As a belated celebration of Pi Day (March 14), the Petra 10th grade Computer Science class recently completed a programming lab to calculate the value of π by using the Monte Carlo method. In addition to learning important coding structures, the class also reviewed how to graphically represent data and how to evaluate the efficiency of their program.
They also learned the vital lesson that finding a right solution to a problem isn’t the same as finding the best solution.
The Monte Carlo Method
The Monte Carlo method of approximating the value of π begins with a circle inscribed in a square. The circle has a radius of 1 unit, which means the sides of the square are 2 units long.
The area of the circle is π square units (A = π * 12), and the area of the square is 4 square units (A = 22). This means that the ratio of the area of the circle to the area of the square is π : 4 or π / 4.
If we were to throw a certain number of darts at the circle, and then count the number of darts that hit the circle, we can approximate the value of π. The ratio of number of hits (H) to the total number of darts thrown (D) is approximately equal to the ratio of the areas: H / D ≈ π / 4.
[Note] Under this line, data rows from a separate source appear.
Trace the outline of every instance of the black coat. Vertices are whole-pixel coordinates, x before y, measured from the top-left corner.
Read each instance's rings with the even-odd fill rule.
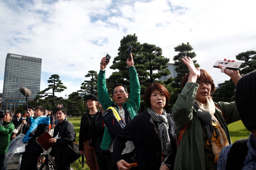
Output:
[[[90,126],[89,121],[91,122]],[[102,137],[104,127],[100,124],[101,121],[102,121],[101,111],[98,111],[92,117],[89,112],[82,117],[79,130],[79,150],[83,150],[83,142],[90,139],[91,137],[95,139],[97,136]]]
[[[172,153],[166,163],[170,165],[170,169],[173,169],[177,148],[175,137],[175,127],[172,118],[168,114],[167,115]],[[122,159],[120,155],[125,148],[125,142],[131,141],[133,141],[135,147],[138,169],[159,169],[161,165],[161,143],[154,124],[149,121],[150,119],[147,111],[141,113],[116,135],[112,153],[113,163]],[[155,124],[157,128],[157,123],[155,122]]]
[[[56,143],[52,147],[50,155],[54,156],[55,165],[57,168],[63,164],[68,164],[66,162],[69,158],[65,157],[65,147],[67,147],[69,143],[75,140],[75,129],[74,126],[69,121],[64,119],[61,123],[59,123],[54,128],[53,138],[57,135],[59,138]]]

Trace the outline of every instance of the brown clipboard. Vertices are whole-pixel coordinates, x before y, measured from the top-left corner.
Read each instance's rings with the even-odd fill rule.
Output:
[[[51,143],[49,142],[49,140],[52,138],[53,137],[49,132],[46,131],[36,139],[35,140],[38,144],[41,145],[45,150],[46,151],[55,144],[55,143]]]

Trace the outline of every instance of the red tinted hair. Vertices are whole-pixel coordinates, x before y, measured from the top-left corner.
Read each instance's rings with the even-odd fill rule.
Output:
[[[150,97],[151,96],[153,91],[155,90],[159,90],[163,94],[166,99],[166,102],[164,107],[167,105],[168,101],[170,99],[170,95],[167,89],[163,85],[158,83],[154,83],[149,85],[145,91],[143,97],[144,102],[147,104],[148,107],[150,107],[151,104],[150,103]]]

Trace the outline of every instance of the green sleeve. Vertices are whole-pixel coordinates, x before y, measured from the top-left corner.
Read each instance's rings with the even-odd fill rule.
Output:
[[[98,77],[98,97],[104,110],[111,105],[113,102],[108,95],[106,85],[106,71],[100,70]]]
[[[0,125],[0,133],[7,135],[13,132],[14,125],[13,123],[10,123],[7,126]]]
[[[199,85],[187,82],[173,108],[173,116],[177,132],[193,118],[193,105]]]
[[[140,104],[140,85],[137,71],[134,66],[129,67],[129,73],[130,90],[128,102],[137,113]]]

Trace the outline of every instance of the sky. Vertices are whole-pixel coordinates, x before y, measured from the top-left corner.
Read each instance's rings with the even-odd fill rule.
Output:
[[[170,63],[174,48],[189,42],[200,68],[223,83],[229,77],[213,67],[217,60],[256,51],[255,6],[254,0],[0,0],[0,93],[8,53],[41,58],[40,90],[57,74],[67,88],[56,95],[67,98],[134,34],[160,47]]]

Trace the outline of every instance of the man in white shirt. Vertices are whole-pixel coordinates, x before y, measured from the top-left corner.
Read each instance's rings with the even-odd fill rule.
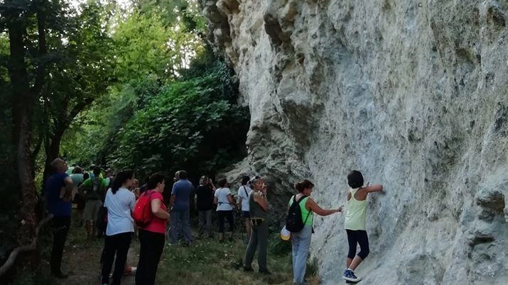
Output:
[[[238,208],[242,211],[242,214],[245,219],[245,231],[247,234],[246,243],[249,243],[251,238],[251,217],[249,214],[249,195],[252,191],[249,187],[248,176],[242,177],[242,186],[238,188]]]

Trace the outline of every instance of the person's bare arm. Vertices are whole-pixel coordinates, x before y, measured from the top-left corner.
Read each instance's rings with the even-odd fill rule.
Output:
[[[173,205],[175,204],[175,200],[176,200],[176,195],[171,195],[171,198],[169,199],[170,207],[173,207]]]
[[[150,202],[150,205],[151,206],[152,213],[153,213],[153,216],[165,220],[169,219],[169,213],[162,208],[162,201],[161,201],[161,199],[152,200],[151,202]]]
[[[259,192],[254,193],[252,195],[254,195],[253,199],[254,202],[257,203],[265,211],[268,211],[268,201],[266,201],[266,196],[264,194],[261,195]]]
[[[362,190],[364,191],[366,193],[382,192],[383,191],[383,186],[381,184],[367,186],[365,188],[362,188]]]
[[[320,207],[319,205],[318,205],[318,203],[316,203],[314,200],[312,199],[312,198],[309,198],[307,199],[307,202],[306,203],[306,208],[317,213],[319,216],[328,216],[337,212],[342,211],[342,207],[339,207],[336,209],[323,209]]]
[[[229,201],[229,204],[233,207],[236,207],[237,204],[234,203],[234,199],[233,199],[233,195],[227,194],[227,201]]]

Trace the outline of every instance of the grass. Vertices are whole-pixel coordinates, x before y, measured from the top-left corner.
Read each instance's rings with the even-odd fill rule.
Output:
[[[291,285],[293,269],[291,242],[280,239],[274,233],[269,241],[268,267],[271,275],[257,272],[257,257],[252,262],[254,272],[241,269],[247,245],[244,235],[235,233],[234,240],[220,243],[213,239],[195,239],[192,246],[166,245],[157,272],[156,284],[180,285]],[[70,269],[70,278],[53,279],[48,272],[48,259],[50,250],[50,235],[41,240],[43,266],[41,269],[24,274],[11,283],[13,285],[88,285],[98,281],[98,263],[104,241],[102,239],[87,240],[84,229],[72,224],[67,237],[64,253],[64,269]],[[129,265],[136,266],[139,243],[133,240],[129,250]],[[23,270],[21,270],[23,271]],[[64,270],[65,271],[65,270]],[[28,274],[26,273],[28,273]],[[310,262],[307,266],[308,280],[312,284],[318,282],[317,267]],[[134,285],[134,277],[128,277],[124,284]]]
[[[180,284],[291,284],[291,253],[269,252],[268,267],[272,274],[257,273],[256,259],[252,262],[254,272],[241,269],[246,245],[238,238],[235,241],[220,243],[217,240],[195,240],[190,247],[167,246],[157,272],[157,284],[176,279]]]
If we divide both side by 4, we find a formula for approximating π: π ≈ (H / D) / 4. Now we just need to write a computer program that can simulate the dart throwing.
Throwing the Darts
The Python programming language that the Petra students are learning has a very useful graphics module called Turtle. Using the Turtle module and the approximation formula in the section above, we were able to write a program that simulated random dart throwing.
The 1-unit scale of the target prohibited us from drawing a true circle, so we added some code to mark hits in red and misses in blue. Then, we began testing our program, starting with 10 darts.
Since 10 darts gave us a very poor approximation of 2.8, we then tried 100 darts.
Increasing our dart throws by an order of 10 gave us more accuracy, so we ran tests of 1000 darts and 10,000 darts.
Throwing 10000 darts increased our accuracy, but we also noticed that the program took significantly longer to run. We ran one more test of 100,000 darts, which gave us some significant data to consider.
The final test with 100,000 darts took 20 minutes to complete on my MacBook Pro without a significant gain in accuracy. After completing this test, we assessed how helpful our program was.
The final test of 100,000 darts gave us clear evidence that the Monte Carlo method for approximating π is not very effective. 100,000 iterations give us a very imprecise result and takes a lot of time to do it. Though removing the graphical element from our program would certainly speed up our tests, we realized that other approximation methods (like Archimedes’ method) would be faster and more efficient.
First, even if the first solution works, we should keep looking for a better one. Our initial program worked just fine, but it required too many resources to justify its use. To find a better solution meant starting again with a better tool for approximation.
Second, failure can help lead us to the best solution. We spent a lot of time building our program, only to realize that it wasn’t a useful solution. It would be easy to think that our time was wasted and become discouraged. But our initial failure actually helped us realize a better solution.
Perhaps the most important lesson this lab taught us was that failure is a necessary part of learning, problem solving, and life in general.
Or as is commonly said in the world of digital making, the word fail is an acronym for First Attempt In Learning.